I did something without thinking the other day. I posted a considerably mean and scathing Facebook status which was, hugely insensitive to females who are, for want of a nice word- fat. I had said to my housemates the night before and we had had a good laugh about it and when it came up the next night I thought, yeah this is funny I’ll whack it on FB to keep the laughs rolling.

The laughs did roll. One or two “Babe, that’s pretty mean” but I just laughed it off until a girl who is, by her own admission “fat and ugly” pointed out to me the reality of how my words could affect someone unintended. I immediately felt overcome by shame and guilt, removed the post and sent her a hugely apologetic private message in which I told her how sorry I was that something I had said had offended her. I meant it as well. In my haste in posting it I had not imagined that someone who fit my words would actually read it and get upset by it.

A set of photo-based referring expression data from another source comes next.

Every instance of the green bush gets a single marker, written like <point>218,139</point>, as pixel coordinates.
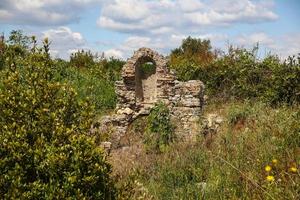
<point>45,152</point>
<point>233,165</point>
<point>239,73</point>
<point>159,131</point>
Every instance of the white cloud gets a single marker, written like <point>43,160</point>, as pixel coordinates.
<point>161,44</point>
<point>260,37</point>
<point>154,17</point>
<point>43,12</point>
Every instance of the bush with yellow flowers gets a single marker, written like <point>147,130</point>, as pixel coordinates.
<point>45,152</point>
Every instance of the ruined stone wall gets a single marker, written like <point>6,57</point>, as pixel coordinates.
<point>184,99</point>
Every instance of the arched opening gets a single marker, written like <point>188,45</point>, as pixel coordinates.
<point>145,81</point>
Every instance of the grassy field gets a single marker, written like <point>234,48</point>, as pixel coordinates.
<point>254,155</point>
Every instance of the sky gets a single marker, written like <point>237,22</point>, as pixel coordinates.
<point>119,27</point>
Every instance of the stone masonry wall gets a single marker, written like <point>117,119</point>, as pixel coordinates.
<point>184,99</point>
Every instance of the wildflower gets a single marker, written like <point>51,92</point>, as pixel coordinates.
<point>270,178</point>
<point>293,169</point>
<point>268,168</point>
<point>274,161</point>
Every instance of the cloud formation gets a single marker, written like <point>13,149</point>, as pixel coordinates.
<point>43,12</point>
<point>166,16</point>
<point>64,41</point>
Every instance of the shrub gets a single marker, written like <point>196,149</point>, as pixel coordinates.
<point>82,59</point>
<point>45,152</point>
<point>159,131</point>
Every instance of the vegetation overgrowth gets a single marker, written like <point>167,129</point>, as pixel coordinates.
<point>48,105</point>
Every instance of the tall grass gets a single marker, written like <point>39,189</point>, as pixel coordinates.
<point>233,165</point>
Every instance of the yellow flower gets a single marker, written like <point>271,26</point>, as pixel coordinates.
<point>275,161</point>
<point>270,178</point>
<point>293,169</point>
<point>268,168</point>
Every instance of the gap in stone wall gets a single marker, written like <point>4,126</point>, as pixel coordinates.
<point>146,81</point>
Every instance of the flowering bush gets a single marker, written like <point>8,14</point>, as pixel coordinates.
<point>45,152</point>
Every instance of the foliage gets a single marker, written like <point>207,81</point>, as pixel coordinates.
<point>82,59</point>
<point>45,152</point>
<point>190,56</point>
<point>159,131</point>
<point>240,74</point>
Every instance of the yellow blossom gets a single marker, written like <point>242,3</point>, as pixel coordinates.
<point>270,178</point>
<point>293,169</point>
<point>268,168</point>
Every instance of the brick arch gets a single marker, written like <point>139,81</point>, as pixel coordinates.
<point>135,92</point>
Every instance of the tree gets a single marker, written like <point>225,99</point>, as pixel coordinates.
<point>45,152</point>
<point>193,54</point>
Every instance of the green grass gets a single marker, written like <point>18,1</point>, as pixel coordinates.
<point>232,165</point>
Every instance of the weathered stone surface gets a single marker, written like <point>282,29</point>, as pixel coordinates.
<point>211,124</point>
<point>137,93</point>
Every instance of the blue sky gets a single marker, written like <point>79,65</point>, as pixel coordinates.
<point>118,27</point>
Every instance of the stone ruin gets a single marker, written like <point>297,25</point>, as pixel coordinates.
<point>138,92</point>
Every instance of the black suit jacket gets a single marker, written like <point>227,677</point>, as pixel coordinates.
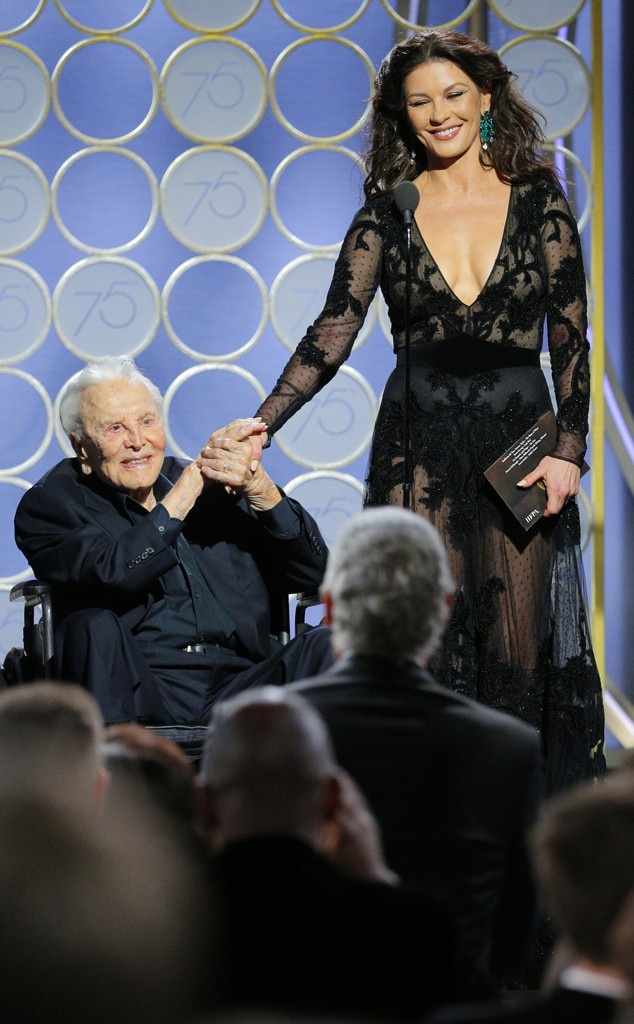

She was admirably positive about it and said that she knew I had not said it to offend her in particular and she could see how awful I felt about the whole situation. It didn’t make me feel any better but at least I could implore to her that I had seen the error of my ways and I would think-twice before posting something as stupid as that.

But it got me thinking. I have a really harsh view on “fat people” in general. But so do a lot of my peers, as the reaction my post showed me. What’s so ironic about that is that my own opinion of how I look is, well fairly negative. I’ve tried to slow down my “oh my god I’m so fat” outbursts when I’m not feeling good because the sheer fact of the matter is that I’m not. Sure I’m not the in shape that I would like to be, and like most girls there are lots of things I would like to change about myself. But they are all things that if I could really be bothered, I would. If I were THAT concerned about not looking my best, I’d just go running more often, or take advantage of the free gym at my work, or maybe think again when I order that late night Maccas on a Saturday night when I’m walking a little boozy down Murray St. But clearly, I don’t care that much. I whinge and moan about how I look but people tell me that I’m “pretty” and while most of the time I think they’re lying, there must be some truth in it because why would people lie to my face like that?

My natural chain of consideration lead me to ask the question of whether or not calling someone who is fat, fat, an insult? My knee jerk reaction is no. Being overweight is unhealthy. But so is binge-drinking on Saturday nights...So why is ok for me to merely state what I think is the obvious and not expect people to react negatively?

Losing weight is hard, I know that. And I do believe that being healthy means looking like a normal human being. Not horribly, little boy thin, but with meat on your bones. That’s how women are supposed to look. I worry though because in this age of “big is beautiful” and “we should all learn to love ourselves” some girls are letting that be an excuse to be unhealthy. But it’s not that simple. I’ve never been really overweight so I don’t know what that huge task in front of you would feel like. When I came off the pill I shed a lot of weight very quickly through little to no action and it came to a point where I started to panic a little bit. But I think I’ve filled out a bit since then, and I am not the weight, or shape I was before this but I’m a bit more satisfied generally. Fitting into small jeans feels good! But it’s not fair for me to then turn around and make horrid statements about girls who don’t fit into the same size jeans as me. I don’t want to be that girl. I definitely don’t want to be that girl when 90% of the time I look in the mirror and I’m really unhappy with what I see.

I don’t really know where I’m heading with all of this, other than again trying to create some of catharsis for me and feel less terrible about upsetting someone.

2 comments:

Unknown said...

I think people that are stupid enough to smoke in this day and age are worse than those who are fat. Smoking has an immediate effect on those around you, and it pollutes the air (not to mention the disgusting smell it inflicts on the general public) and there have been heavy anti-smoking campaigns for over 10 years now. Anybody who made the choice to start smoking after 1995 is stupid. While being fat is unhealthy and not a great lifestyle choice it doesn't affect anybody except the person who chooses to be fat. It seems a little hypocritical of you to criticise fat people when in actual fact you continue to make the dumbest choice of all: smoking.

Sophie Lisely said...

You're absolutely right Andrew! That's why I'm trying to stop!